Don't try to hide your plot. I want to know what I'm getting into as a reader. What is the actual conflict? Because right now, by focusing on the councilors and leaders, it sounds more like a political thriller than a scifi action piece. Tell your reader, clearly and without hiding things, who the MC is, what their deal is, and what the conflict/plot is.
Ok onto Angel's Curse:
A decade ago, two kingdoms, Chorale to the north and Segen to the south, fought for the control of the last existing Moonpool. In the process, both kingdoms lost their Patriarchs at the same time, leaving the crown to their young children.
You're starting with a lore dump again, and it's overly wordy. Again, clarity is key.
No one truly knew what happened to them long after they’re gone.
Who is them? The children? The patriarchs? The Moonpool?
As time passed on, rumors began to surge about the Moonpools and that the Goddess was possibly alive.
What Goddess? Now there's a Goddess too? And now multiple Moonpools?
Can these rumors hold some truth to what happened to their Royal families? Or will this rumor open up a healing wound? And why are innocent people involved with cleaning up this royal mess?
What is the plot? Who are the main characters? This is BL, there should be romance? Who am I rooting for? Questions like these at the end of a summary don't actually work. All this summary accomplishes is confusing me. And I know the idea is to be intriguing with these questions, but you haven't given me anyone to care about. I don't want to read because I have no idea what's going on. A better example, but since I have no idea the plot or characters I can't do much, would be more like:
In the wake of a war that left them as rulers despite their young ages, Love Interest A and Love Interest B are struggling to heal the rift between their lands. When rumours of the Moonpools and that perhaps the Goddess can be found start to circulate, the two young rulers join forces to search for them and perhaps unite their lands. And perhaps along the way, unite their hearts.

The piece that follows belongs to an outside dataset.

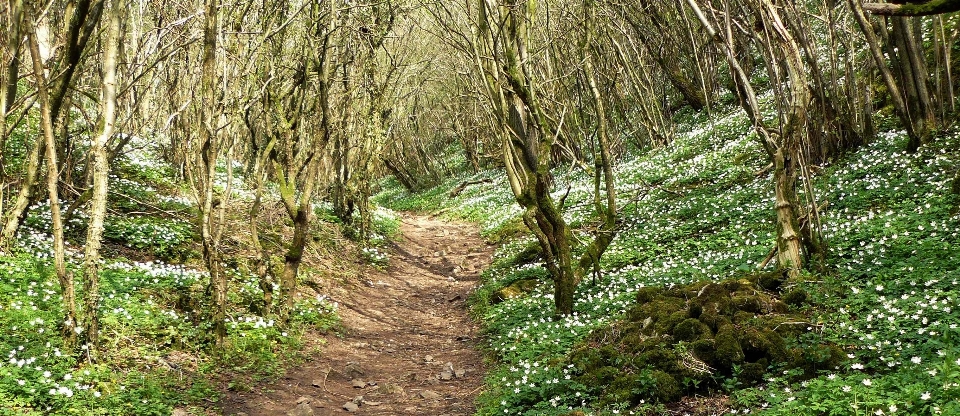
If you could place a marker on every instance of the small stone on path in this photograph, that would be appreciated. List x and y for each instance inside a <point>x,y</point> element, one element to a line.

I shouldn't end 2 sentences in a row on land and that last line is pure cheese but it does the job. Introduce your characters and their world without being clunky. Introduce the conflict, for examples sake, the tension and war and healing that wound, the goal is to find the moon pools and well, it's BL so you've got to accept the mushy love.
In the most basic form, a summary should go: This is Main Character. Their goal is Goal, but Problem, oh no!